Our filter technology is also a match
for the smallest particles
The composition of the ambient air
In ambient air there are solid or liquid aerosols, micro-organisms and gases present. According to size, they are called coarse-dust particles, fine-grain dust particles or suspended dust particles. All particles smaller than 0.4 µm in diameter are suspended dust particles and are summarised in the group PM1 (PM = Particulate Matter). Particles up to 10 µm are designated as fine dust (PM10). All sizes above that are coarse-particle dust.

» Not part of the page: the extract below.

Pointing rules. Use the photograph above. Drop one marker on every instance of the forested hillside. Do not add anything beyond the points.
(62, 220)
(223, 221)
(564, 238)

They represent more than 95% of the volume and the mass of the atmospheric aerosols and are for example hairs, rain, pollen or coastal sand. With reference to the total number of particles, however, they play a subordinate role.
Fine dust and suspended dust particles occur particularly in urban population centres. They arise mostly in case of combustion processes (e.g. traffic, heating systems) and with industrial processes (e.g. production, power generation) and are not visible to the human eye. More than 98% of the particles are less than 1 µm, so that this category represents the main problem. These particles can clump to form large, jagged surfaces and as a result indicate a high adsorption potential for gases, liquids and also biogenous substances, such as micro-organisms.
As a result of the adsorption processes of pollutants (e.g. heavy metals, hydrocarbons, pesticides, plasticisers, flame-retardants, however, also bacteria and viruses), the hazard potential of these fine dust and suspended dust particles, which are already toxic anyhow, is increased by a multiple. Unlike the coarse-particle dusts, the human defence system is frequently powerless against these toxic fine dusts, so that they can penetrate into the organism almost without obstruction. With bad results. In the respiratory organs, fine dusts can lead to illnesses, such as bronchitis, asthma or even carcinomas.
Also the aggravation of allergy symptoms is possible. Particles less than 0.1 µm can advance far more deeply into the human organism and even pass alveoli and cellular membranes. In this way, they reach the blood circulation directly, where they are frequently triggering cardiovascular illnesses. According to WHO, as a result of the entire fine dust pollution, the population of the EC has on average a lifetime expectancy which is reduced by one year.
At the present time, environmental awareness is one of the central topics concerning persons, companies and government authorities. This is because the increasing level of air contamination is becoming an ever greater problem which does not recognise national borders. In order to minimise dangers to health, limit values on air pollution in the outdoor air have been defined on a European level with the Directive 2008/50/EG. Typical dust concentration values can be taken from VDI 3677.
In case of indoor air pollution, a value increased by 2x to 5x occurs in comparison with outdoor air. The cause is in the increased air-change rates of inadequately-filtered outdoor air through air-conditioning systems, and the outgassing of substances in the rooms. Included here (among other things) are printers, different types of textiles and clothing, as well as persons themselves. Therefore filtration is especially important in buildings.